Die bleibe ein extremer Ausreißer in der Parteienlandschaft. „Aus der rechtspopulistischen Mobilisierungsbewegung wird eine zunehmend von rechtsextremen Einstellungen dominierte Wählerpartei“, sagt Merkel. Fast drei Viertel ihrer Wähler seien entweder klar populistisch (38 Prozent) oder zumindest teilweise populistisch eingestellt (35 Prozent). Zugleich sei mit 56 Prozent eine deutliche Mehrheit entweder latent rechtsextrem (27 Prozent) oder manifest rechtsextrem (29 Prozent) eingestellt. Der Anteil der Wähler, der weder populistisch noch rechtsextrem sei, liege bei der AfD bei lediglich 13 Prozent.

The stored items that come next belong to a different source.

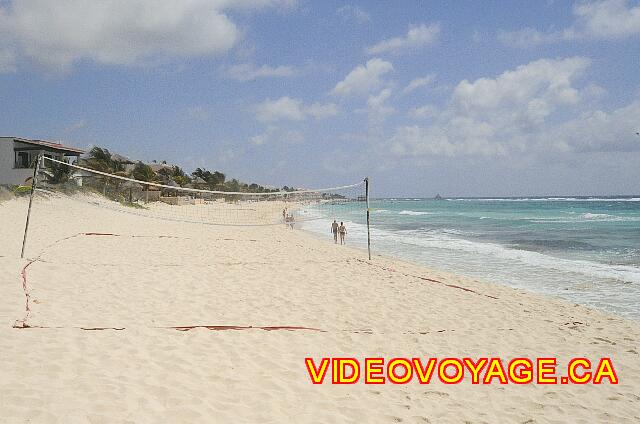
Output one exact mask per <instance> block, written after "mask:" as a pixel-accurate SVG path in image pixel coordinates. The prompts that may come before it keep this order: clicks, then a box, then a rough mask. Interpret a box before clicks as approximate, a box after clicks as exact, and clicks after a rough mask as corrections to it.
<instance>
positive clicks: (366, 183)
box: [364, 177, 371, 260]
mask: <svg viewBox="0 0 640 424" xmlns="http://www.w3.org/2000/svg"><path fill="white" fill-rule="evenodd" d="M364 192H365V199H366V201H367V251H368V252H369V260H371V230H370V229H369V177H366V178H365V179H364Z"/></svg>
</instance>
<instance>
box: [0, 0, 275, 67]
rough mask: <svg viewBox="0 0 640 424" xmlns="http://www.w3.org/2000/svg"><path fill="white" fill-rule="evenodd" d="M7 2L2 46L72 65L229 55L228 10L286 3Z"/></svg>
mask: <svg viewBox="0 0 640 424" xmlns="http://www.w3.org/2000/svg"><path fill="white" fill-rule="evenodd" d="M0 4H2V3H0ZM4 4H5V6H4V7H1V6H0V34H2V35H3V37H2V39H1V40H0V48H3V49H5V50H7V49H8V50H9V51H14V52H15V53H14V54H15V55H16V56H17V57H23V58H25V59H27V60H28V61H33V62H36V63H38V64H40V65H43V66H45V67H47V68H49V69H52V70H55V71H66V70H69V69H70V68H71V66H72V65H73V63H74V62H76V61H79V60H83V59H88V60H92V61H94V62H97V63H102V64H110V65H138V64H146V63H150V62H154V61H162V60H168V59H172V58H180V57H197V56H210V55H216V54H221V53H225V52H227V51H228V50H229V49H231V48H232V47H233V46H234V45H235V44H236V42H237V41H238V39H239V38H240V31H239V30H238V28H237V26H236V25H235V24H234V23H233V22H232V21H231V19H230V18H229V16H228V15H227V14H226V11H227V10H228V9H231V8H243V9H253V8H259V7H265V6H270V5H274V4H282V2H271V1H260V0H257V1H243V2H239V3H232V2H227V1H211V0H189V1H173V0H128V1H119V0H102V1H99V2H91V1H77V0H56V1H55V2H52V1H48V0H21V1H13V2H10V3H4Z"/></svg>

■ Wie bewerten Experten die Studie?

„Die Ergebnisse der Studie sind eine gute Nachricht. Es ist erfreulich, dass die Verführbarkeit durch Populismus deutlich abgenommen hat“, sagt der Bonner Politikprofessor Tilman Mayer vor allem mit Blick auf die politische Mitte. Es sei zwar nicht gesagt, dass sich diese Entwicklung auch bis zur nächsten Bundestagswahl fortsetze. „Aber die Bevölkerung in Deutschland em­pfindet die Corona-Schutzmaßnahmen als gut.“ Solange die Zufriedenheit mit dem Regierungshandeln anhalte, erwartet er auch keine Änderungen des Trends. Der Populismus lebe von einer suggerierten Simplifizierung von Politik. Die Studie zeige, dass die Gefahr dafür abgenommen habe.

Das Studienergebnis erklärt Mayer mit der Radikalisierung der AfD: „Das schreckt doch sehr ab“. Die Flügeldiskussion führe zu Irritationen und auch zu Veränderungen in der AfD. Deswegen wendeten sich viele von der Partei ab.

Die Bilder eines rechten Mobs auf den Stufen des Reichstagsgebäudes vor ein paar Tagen stehen für Mayer nicht im Widerspruch zu der Studie. „Trotz der medialen Aufmerksamkeit ist das eine absolute Minderheit, die Normalität sieht anders aus und zeigt sich in dieser Befragung.“ Die Unzufriedenheit mit dem politischen System sei nicht so groß wie es der Eindruck vermittle, den man durch solche Demonstrationen haben könnte.